Think you can probably point to social media as a major form of relationship anxiety causes
Few off the top:
-The performative nature of the relationship on social media, the idea that you could start posting pics with a guy for a few weeks or months, and then break up or whatever, and your narrative is now changed/weaker, your identity/brand takes a hit
example: you rant and rave on social media and in person about husbands and kids and family, and only want a husband, and then meet someone, and break up 3 months later, you now look foolish or diminished, like your identity as a traditional woman is in question
I know women who clear out all their social media after a break up, an attempt to cleanse, or delete all the pics of the person, an attempt essentially to save the brand.

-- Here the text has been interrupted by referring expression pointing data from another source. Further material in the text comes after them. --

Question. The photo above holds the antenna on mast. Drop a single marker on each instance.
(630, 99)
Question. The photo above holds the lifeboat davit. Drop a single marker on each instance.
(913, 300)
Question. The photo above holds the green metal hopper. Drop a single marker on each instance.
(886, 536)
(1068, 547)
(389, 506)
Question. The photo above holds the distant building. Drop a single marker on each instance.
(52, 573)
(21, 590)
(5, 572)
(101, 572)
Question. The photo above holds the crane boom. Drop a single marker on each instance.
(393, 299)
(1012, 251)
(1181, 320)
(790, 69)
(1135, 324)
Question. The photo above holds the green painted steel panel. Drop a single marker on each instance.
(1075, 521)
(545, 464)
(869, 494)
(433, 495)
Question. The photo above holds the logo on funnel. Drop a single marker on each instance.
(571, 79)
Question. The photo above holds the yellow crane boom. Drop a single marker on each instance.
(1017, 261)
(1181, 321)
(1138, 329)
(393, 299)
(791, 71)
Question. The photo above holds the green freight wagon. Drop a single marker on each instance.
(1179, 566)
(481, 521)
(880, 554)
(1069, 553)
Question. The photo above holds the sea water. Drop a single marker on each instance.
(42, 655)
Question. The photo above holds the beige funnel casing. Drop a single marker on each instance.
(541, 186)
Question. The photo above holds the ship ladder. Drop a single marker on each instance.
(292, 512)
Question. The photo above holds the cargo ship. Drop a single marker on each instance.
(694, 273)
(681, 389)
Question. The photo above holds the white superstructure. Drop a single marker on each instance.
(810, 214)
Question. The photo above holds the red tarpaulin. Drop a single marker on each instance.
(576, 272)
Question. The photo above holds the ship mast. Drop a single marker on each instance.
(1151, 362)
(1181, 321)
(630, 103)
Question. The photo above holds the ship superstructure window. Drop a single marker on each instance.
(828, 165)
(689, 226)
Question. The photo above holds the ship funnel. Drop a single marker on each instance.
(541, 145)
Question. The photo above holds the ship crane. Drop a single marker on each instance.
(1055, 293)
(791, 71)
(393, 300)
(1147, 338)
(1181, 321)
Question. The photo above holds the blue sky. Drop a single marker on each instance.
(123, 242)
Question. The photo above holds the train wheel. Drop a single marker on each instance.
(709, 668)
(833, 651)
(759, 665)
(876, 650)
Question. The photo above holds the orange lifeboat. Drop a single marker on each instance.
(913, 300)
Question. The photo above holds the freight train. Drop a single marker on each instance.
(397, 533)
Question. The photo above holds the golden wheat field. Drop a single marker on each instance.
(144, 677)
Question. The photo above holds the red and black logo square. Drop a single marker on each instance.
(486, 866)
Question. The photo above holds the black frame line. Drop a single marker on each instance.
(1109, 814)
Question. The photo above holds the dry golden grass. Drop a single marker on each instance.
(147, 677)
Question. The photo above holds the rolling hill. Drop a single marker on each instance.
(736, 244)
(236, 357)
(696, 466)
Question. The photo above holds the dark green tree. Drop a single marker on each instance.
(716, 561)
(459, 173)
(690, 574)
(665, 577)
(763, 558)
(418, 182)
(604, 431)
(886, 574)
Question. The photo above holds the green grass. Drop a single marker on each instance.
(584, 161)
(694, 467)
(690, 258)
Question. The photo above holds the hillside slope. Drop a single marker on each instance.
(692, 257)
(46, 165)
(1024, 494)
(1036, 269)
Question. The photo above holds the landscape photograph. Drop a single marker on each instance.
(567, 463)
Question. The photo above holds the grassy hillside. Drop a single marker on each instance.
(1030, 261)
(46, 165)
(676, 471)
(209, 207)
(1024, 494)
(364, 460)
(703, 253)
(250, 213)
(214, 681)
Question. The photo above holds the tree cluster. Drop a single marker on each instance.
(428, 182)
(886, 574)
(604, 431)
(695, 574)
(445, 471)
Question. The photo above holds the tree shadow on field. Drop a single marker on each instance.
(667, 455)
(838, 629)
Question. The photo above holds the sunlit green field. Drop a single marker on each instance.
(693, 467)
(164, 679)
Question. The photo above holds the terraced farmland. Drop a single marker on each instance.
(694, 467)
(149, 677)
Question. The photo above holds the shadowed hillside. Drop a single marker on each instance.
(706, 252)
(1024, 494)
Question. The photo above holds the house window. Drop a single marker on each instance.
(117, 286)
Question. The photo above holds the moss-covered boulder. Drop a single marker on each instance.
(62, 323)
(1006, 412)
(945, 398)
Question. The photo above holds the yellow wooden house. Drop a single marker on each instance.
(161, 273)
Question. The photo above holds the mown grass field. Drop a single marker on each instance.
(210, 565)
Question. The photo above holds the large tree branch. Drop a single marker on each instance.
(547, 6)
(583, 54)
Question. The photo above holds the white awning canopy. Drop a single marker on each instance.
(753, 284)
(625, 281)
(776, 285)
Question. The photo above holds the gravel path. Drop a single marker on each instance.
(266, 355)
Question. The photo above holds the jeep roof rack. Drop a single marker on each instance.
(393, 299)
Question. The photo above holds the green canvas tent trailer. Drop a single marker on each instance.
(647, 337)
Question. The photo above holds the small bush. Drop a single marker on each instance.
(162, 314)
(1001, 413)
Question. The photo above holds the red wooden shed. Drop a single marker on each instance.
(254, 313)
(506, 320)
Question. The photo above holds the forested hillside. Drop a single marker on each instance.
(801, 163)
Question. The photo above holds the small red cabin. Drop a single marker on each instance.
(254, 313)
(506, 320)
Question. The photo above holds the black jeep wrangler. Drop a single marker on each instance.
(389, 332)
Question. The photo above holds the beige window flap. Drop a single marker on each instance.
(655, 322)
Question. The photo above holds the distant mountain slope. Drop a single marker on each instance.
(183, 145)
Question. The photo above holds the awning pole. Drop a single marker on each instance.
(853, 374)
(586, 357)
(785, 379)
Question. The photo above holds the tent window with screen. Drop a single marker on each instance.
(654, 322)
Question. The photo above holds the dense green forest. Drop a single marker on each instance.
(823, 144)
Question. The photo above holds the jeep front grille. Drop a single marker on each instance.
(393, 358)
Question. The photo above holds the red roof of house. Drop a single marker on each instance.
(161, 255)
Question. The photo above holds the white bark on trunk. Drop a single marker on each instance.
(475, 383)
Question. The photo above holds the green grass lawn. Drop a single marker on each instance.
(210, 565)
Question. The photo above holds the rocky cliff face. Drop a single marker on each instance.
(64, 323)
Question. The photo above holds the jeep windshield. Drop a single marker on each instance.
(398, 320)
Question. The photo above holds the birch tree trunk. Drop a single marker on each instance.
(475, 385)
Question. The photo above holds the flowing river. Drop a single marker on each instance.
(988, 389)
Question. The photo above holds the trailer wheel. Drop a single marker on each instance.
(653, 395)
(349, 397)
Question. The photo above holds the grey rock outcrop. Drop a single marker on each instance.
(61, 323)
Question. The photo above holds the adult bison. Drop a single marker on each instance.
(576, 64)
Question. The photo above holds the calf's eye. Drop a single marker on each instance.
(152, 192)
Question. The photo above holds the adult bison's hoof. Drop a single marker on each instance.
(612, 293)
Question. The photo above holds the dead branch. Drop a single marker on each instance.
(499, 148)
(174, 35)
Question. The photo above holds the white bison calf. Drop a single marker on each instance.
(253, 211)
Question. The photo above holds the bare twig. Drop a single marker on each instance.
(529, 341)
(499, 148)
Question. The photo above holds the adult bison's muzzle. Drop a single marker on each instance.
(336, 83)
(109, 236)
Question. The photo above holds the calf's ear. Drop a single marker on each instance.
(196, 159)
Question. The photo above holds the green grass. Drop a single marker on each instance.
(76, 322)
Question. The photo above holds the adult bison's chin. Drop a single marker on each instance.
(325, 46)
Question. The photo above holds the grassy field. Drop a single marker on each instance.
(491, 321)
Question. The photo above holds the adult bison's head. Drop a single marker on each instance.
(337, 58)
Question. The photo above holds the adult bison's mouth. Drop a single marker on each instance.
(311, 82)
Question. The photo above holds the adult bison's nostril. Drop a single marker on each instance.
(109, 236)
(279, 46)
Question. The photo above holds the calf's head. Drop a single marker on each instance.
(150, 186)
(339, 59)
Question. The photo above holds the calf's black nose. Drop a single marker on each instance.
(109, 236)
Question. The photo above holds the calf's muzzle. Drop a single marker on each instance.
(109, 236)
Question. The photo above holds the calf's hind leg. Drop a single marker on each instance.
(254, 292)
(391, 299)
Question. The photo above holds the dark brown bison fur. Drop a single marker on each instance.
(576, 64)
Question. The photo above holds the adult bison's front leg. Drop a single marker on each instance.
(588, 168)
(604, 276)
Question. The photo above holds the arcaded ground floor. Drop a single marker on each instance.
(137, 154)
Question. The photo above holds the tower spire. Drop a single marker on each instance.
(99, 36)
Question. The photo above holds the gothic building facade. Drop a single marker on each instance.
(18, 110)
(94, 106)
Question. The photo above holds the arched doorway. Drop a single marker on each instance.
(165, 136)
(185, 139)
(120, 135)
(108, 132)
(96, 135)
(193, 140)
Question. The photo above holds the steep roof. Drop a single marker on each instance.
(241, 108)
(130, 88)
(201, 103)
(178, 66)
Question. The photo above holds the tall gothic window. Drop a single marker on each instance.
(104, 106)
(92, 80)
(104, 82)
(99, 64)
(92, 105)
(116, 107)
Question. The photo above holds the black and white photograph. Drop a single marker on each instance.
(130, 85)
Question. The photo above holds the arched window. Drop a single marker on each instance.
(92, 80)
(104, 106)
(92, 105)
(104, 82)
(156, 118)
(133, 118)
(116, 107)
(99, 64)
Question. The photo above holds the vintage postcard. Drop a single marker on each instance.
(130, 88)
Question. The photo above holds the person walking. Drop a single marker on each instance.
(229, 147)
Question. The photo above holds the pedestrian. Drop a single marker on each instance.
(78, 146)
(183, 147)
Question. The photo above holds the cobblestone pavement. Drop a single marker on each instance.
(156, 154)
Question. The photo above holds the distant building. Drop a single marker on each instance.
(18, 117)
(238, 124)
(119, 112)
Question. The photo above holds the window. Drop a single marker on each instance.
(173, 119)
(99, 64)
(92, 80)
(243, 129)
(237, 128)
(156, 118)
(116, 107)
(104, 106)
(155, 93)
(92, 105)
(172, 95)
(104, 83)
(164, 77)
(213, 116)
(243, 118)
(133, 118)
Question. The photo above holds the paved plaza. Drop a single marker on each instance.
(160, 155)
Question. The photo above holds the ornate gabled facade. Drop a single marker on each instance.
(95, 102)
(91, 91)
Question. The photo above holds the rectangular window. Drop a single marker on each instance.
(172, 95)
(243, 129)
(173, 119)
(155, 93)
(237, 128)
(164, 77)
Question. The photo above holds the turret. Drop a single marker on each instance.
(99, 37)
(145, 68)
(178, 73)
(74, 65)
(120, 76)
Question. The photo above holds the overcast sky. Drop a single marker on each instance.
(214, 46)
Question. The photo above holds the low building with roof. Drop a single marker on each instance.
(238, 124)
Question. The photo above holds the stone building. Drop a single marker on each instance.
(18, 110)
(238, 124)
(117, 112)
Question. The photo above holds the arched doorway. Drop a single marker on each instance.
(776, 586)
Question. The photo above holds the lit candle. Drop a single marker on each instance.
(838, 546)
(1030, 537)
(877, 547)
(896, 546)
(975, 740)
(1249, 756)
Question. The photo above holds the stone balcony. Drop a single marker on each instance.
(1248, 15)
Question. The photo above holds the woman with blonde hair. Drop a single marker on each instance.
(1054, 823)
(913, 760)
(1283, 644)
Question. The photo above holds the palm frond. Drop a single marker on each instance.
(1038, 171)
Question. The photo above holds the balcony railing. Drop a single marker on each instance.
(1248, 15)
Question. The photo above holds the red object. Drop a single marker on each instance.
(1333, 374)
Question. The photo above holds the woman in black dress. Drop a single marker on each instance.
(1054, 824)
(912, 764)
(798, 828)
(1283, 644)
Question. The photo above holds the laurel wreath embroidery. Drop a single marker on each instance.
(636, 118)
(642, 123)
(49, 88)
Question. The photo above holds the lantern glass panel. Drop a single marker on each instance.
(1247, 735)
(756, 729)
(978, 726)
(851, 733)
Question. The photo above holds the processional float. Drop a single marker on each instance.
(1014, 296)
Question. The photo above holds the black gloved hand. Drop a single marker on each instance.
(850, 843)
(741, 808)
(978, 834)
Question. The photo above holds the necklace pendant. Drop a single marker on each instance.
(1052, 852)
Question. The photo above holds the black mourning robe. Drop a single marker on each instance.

there's an inverse for men too, where you rant and rave about a good woman, I found a good one, (she's faithful and therefore I am wise is the subtext) and then the same thing happens. Your expectations are not met. And everyone knows. Your judgement is questioned. You look foolish in your own little world.
-The ever tightening and changing rules around things like cheating
everyone is hyper paranoid and hyper vigilant about not only their girl/boy friends behavior in person, but on half a dozen apps. It raises all these questions: who can tag you? Can you tag people? can you like people's pics? Can you DM people? Can you read your DM's? How many pics should you post?
People are the most rule based and intolerant that I have ever seen in my lifetime, because there's so many new spaces to navigate for them.